Dynamist Blog

Kidney Reviewing

I review Kieran Healy's Last Best Gifts: Altruism and the Market for Human Blood and Organs in the Sunday NYTBR. The opening:

Organ transplants are at once the most amazing and frustrating of medical miracles. A new kidney or heart can cure someone who would otherwise die or, even in less than ideal circumstances, extend life and improve well-being. The surgical skill and pharmaceutical innovation required to make transplantation work are wonders of human ingenuity.

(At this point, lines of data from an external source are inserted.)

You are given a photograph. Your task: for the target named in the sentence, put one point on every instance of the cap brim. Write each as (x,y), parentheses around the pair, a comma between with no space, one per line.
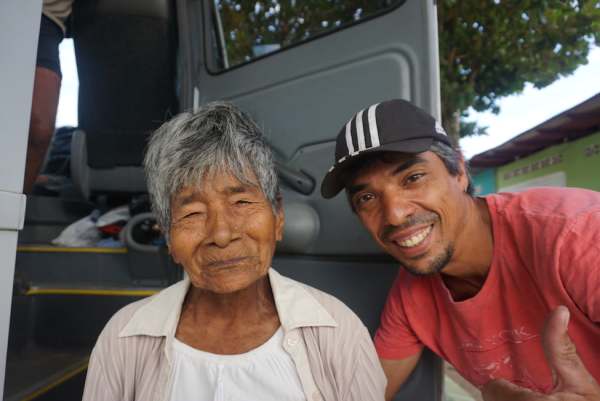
(333,183)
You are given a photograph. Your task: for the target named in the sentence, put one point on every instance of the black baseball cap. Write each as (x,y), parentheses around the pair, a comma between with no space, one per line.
(394,125)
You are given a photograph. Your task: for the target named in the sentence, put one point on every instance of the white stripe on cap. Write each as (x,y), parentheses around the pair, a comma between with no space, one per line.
(349,137)
(373,126)
(439,129)
(360,132)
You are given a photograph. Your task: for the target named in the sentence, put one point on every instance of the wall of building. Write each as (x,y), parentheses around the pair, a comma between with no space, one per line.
(572,164)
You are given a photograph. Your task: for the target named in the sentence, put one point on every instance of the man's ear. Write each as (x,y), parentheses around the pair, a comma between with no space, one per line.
(463,177)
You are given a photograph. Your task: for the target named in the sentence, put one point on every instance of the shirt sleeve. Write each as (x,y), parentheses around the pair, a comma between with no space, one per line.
(394,338)
(368,381)
(97,385)
(579,263)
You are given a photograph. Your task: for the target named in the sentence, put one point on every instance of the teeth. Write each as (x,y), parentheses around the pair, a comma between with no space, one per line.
(416,239)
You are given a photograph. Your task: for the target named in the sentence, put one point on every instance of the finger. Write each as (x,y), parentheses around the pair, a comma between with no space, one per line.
(567,368)
(502,390)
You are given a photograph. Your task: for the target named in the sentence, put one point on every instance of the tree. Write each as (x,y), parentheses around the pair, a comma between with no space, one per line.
(490,49)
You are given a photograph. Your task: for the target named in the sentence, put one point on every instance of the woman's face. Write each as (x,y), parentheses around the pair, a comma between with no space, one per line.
(223,233)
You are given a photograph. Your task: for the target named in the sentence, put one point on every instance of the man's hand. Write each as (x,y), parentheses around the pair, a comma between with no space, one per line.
(572,381)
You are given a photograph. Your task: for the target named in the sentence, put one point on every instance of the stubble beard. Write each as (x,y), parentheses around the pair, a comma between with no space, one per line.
(438,263)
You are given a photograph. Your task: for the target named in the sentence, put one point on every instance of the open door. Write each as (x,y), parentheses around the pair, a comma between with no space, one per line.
(302,69)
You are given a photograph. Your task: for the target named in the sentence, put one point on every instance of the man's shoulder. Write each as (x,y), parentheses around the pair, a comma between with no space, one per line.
(544,203)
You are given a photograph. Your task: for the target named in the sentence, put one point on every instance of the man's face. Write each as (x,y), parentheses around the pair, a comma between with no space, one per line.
(413,207)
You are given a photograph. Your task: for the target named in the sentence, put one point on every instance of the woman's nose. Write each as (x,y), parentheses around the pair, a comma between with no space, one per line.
(222,228)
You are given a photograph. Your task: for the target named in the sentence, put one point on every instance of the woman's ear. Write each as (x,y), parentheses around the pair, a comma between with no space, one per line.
(279,219)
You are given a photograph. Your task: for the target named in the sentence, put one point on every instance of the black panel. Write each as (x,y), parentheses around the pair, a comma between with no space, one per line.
(127,68)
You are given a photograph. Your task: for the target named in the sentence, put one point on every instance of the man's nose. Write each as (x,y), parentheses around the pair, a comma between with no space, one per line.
(221,227)
(396,209)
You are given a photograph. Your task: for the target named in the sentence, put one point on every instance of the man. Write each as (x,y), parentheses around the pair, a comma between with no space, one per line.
(492,285)
(46,86)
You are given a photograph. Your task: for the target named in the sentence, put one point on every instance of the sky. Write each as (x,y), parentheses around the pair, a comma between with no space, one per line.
(518,113)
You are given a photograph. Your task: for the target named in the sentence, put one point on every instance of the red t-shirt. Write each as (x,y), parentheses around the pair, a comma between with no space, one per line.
(546,253)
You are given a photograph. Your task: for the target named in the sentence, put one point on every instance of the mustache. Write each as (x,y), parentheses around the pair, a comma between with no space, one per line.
(423,218)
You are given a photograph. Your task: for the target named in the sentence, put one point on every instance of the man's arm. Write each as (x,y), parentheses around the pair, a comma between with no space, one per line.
(572,381)
(397,371)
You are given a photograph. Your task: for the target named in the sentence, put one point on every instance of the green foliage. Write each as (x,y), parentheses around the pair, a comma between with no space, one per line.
(490,49)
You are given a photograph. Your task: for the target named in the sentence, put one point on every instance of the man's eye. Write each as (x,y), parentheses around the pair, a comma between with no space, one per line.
(414,177)
(362,199)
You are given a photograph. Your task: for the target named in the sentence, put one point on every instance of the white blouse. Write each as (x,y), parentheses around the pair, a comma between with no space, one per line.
(266,373)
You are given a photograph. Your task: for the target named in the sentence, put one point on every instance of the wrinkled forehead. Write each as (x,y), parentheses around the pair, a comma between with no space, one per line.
(217,179)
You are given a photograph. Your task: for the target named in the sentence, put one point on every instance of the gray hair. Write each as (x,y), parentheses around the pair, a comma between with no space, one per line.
(218,138)
(452,159)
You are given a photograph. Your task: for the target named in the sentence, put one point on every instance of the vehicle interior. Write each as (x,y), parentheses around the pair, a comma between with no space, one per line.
(141,62)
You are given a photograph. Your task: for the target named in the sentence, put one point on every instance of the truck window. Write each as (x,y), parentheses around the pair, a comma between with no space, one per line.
(246,30)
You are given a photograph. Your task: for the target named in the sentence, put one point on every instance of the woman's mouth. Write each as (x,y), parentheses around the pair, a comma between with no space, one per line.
(227,263)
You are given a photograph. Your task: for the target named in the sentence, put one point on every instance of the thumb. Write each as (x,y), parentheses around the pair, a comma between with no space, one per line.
(567,369)
(501,390)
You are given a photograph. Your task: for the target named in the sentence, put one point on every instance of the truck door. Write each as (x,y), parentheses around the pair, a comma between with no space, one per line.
(302,68)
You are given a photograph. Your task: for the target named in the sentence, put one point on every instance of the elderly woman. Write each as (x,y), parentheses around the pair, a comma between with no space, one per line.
(234,329)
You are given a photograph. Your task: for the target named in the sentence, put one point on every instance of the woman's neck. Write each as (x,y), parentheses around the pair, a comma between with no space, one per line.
(228,323)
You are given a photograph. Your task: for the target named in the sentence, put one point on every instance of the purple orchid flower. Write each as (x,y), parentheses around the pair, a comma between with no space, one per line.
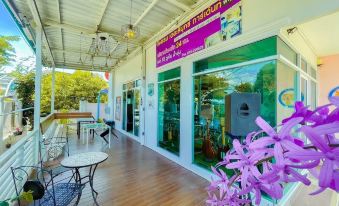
(281,141)
(286,173)
(329,156)
(300,111)
(246,162)
(222,178)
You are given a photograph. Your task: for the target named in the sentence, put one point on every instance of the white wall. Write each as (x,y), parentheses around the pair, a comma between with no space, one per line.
(261,18)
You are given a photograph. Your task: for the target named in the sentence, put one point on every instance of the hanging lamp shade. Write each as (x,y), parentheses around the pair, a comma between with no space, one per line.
(130,32)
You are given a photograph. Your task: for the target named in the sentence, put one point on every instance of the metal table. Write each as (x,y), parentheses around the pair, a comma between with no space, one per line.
(82,160)
(83,120)
(87,127)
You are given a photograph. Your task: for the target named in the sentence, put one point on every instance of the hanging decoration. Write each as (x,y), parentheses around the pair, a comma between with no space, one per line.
(129,31)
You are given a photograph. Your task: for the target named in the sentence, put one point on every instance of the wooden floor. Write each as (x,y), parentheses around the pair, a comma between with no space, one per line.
(135,175)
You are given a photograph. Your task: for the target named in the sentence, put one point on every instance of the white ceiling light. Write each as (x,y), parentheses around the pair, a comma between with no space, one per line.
(101,45)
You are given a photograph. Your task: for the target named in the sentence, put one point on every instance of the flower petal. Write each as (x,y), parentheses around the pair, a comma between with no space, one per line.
(261,143)
(327,128)
(238,148)
(304,155)
(299,177)
(315,138)
(265,126)
(235,165)
(278,154)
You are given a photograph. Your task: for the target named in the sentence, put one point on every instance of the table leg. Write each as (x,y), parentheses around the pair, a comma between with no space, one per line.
(91,177)
(109,137)
(78,129)
(78,180)
(83,135)
(87,135)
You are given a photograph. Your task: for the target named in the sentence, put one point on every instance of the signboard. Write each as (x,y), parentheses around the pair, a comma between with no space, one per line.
(334,92)
(150,91)
(219,22)
(118,108)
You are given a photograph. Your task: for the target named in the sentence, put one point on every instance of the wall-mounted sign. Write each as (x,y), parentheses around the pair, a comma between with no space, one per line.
(219,22)
(107,74)
(150,89)
(287,98)
(334,92)
(118,108)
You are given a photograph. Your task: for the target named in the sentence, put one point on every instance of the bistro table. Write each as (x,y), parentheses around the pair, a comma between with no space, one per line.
(82,160)
(81,121)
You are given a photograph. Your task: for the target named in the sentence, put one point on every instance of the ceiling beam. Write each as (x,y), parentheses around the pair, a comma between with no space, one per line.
(147,10)
(61,33)
(179,5)
(36,16)
(102,13)
(97,68)
(87,32)
(75,52)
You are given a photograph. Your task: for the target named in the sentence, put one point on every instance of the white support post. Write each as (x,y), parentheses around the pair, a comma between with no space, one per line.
(2,108)
(111,95)
(143,96)
(53,91)
(37,99)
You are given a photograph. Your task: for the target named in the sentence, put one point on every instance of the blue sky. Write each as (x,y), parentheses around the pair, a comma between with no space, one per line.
(9,28)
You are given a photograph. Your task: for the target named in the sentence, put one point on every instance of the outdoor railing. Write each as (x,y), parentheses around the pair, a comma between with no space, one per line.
(24,152)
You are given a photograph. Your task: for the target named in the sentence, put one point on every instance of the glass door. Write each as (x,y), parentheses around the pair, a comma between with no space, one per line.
(131,107)
(169,110)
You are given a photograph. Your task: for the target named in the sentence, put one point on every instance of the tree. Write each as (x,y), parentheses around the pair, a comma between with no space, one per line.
(7,51)
(252,159)
(70,89)
(25,89)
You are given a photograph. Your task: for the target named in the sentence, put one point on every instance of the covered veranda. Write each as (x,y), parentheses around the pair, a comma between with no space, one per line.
(120,38)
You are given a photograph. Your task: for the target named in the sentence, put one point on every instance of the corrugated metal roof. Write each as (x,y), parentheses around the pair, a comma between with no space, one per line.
(66,22)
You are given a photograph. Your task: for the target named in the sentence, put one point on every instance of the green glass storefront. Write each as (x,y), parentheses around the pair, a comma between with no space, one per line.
(254,70)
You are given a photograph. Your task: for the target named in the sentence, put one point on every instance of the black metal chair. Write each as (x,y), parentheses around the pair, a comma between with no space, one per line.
(45,190)
(111,124)
(54,149)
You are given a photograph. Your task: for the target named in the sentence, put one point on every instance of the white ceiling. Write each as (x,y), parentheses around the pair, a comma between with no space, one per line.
(65,20)
(323,34)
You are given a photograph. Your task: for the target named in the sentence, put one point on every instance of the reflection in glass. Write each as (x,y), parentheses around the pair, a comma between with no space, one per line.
(136,111)
(169,116)
(131,107)
(211,141)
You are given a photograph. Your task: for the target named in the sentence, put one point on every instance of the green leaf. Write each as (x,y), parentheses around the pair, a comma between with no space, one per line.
(4,203)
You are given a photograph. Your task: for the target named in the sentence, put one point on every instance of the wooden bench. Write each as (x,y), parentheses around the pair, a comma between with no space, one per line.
(53,139)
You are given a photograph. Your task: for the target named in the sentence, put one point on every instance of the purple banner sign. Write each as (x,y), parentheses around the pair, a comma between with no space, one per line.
(219,22)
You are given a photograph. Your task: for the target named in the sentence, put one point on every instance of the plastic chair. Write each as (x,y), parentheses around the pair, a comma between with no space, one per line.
(43,187)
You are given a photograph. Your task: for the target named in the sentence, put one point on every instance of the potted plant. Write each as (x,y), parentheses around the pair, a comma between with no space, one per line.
(9,141)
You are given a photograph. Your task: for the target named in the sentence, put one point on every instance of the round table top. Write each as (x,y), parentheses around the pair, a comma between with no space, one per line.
(84,159)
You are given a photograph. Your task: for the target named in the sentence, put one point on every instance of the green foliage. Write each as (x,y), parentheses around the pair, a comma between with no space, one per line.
(244,87)
(70,89)
(24,196)
(7,51)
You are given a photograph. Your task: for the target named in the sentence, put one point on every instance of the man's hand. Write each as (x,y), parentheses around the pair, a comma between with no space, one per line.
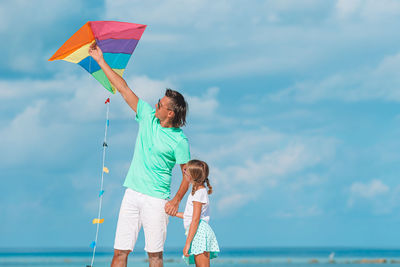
(171,208)
(95,52)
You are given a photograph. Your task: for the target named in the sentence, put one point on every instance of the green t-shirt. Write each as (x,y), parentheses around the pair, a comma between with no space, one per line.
(157,150)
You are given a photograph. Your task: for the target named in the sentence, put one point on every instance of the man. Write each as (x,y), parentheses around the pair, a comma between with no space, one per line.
(160,145)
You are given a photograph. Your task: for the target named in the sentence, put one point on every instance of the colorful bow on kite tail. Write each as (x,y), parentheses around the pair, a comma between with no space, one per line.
(116,39)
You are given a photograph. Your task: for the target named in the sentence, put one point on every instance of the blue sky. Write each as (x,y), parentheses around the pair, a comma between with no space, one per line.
(294,105)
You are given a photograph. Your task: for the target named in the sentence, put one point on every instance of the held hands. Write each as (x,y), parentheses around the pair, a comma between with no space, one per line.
(95,52)
(186,250)
(171,208)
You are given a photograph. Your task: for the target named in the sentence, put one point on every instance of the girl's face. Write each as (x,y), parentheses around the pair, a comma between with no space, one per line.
(187,175)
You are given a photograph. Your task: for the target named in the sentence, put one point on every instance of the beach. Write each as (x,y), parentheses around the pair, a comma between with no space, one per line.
(229,257)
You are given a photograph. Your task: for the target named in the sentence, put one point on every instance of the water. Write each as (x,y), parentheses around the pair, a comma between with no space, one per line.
(282,257)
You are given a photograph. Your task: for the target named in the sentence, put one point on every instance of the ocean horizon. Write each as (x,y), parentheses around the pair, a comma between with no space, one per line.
(229,256)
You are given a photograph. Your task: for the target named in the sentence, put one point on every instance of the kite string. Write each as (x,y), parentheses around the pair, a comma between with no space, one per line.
(101,186)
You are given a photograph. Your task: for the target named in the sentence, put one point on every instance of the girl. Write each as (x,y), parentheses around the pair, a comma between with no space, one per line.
(201,243)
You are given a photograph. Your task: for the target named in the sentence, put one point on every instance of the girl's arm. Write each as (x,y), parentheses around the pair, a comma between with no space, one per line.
(193,226)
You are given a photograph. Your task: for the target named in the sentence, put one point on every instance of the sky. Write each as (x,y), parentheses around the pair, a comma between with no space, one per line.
(293,104)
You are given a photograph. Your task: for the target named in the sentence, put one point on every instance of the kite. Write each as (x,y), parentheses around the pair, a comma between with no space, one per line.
(117,40)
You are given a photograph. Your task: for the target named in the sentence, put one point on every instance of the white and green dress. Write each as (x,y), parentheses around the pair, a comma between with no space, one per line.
(204,239)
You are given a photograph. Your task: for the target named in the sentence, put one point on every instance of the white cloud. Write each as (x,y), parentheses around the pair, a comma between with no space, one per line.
(260,161)
(204,105)
(368,10)
(378,83)
(300,212)
(368,190)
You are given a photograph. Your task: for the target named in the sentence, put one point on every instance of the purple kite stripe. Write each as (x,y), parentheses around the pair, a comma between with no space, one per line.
(125,46)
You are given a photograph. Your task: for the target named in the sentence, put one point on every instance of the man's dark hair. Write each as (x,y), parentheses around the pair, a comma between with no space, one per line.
(179,106)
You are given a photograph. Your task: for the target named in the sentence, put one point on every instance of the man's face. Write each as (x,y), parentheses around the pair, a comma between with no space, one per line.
(163,110)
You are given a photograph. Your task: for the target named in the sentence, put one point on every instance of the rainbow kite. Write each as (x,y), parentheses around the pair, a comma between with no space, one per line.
(116,39)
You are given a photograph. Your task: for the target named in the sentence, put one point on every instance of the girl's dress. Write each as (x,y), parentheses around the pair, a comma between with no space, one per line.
(204,240)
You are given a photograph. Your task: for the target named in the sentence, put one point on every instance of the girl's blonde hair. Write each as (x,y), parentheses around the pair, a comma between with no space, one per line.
(198,171)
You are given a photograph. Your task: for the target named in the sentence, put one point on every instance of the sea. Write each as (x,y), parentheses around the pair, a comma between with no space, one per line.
(271,256)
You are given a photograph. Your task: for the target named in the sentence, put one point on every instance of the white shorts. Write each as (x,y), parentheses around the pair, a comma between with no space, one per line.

But there is still no such thing as a truly new organ. Unlike insulin or artificial hips, organs so far cannot be successfully manufactured. They come only pre-owned, usually from young, healthy people who have died suddenly in traumatic accidents that destroyed their brains. Rainy weekends increase the organ supply. Helmet laws reduce it. The more than 94,000 Americans on the waiting list for organs are, in effect, waiting for someone else to die so that they can live.

The link embedded in the first paragraph goes to recent Times articles on organ transplants--a useful reference.

While the review obviously reflects my interest in the organ shortage, it's also a follow-up to my Boston Globe article on economic sociology. In fact, thanks to journalistic mobility, the same editor, Jenny Schuessler, assigned both pieces.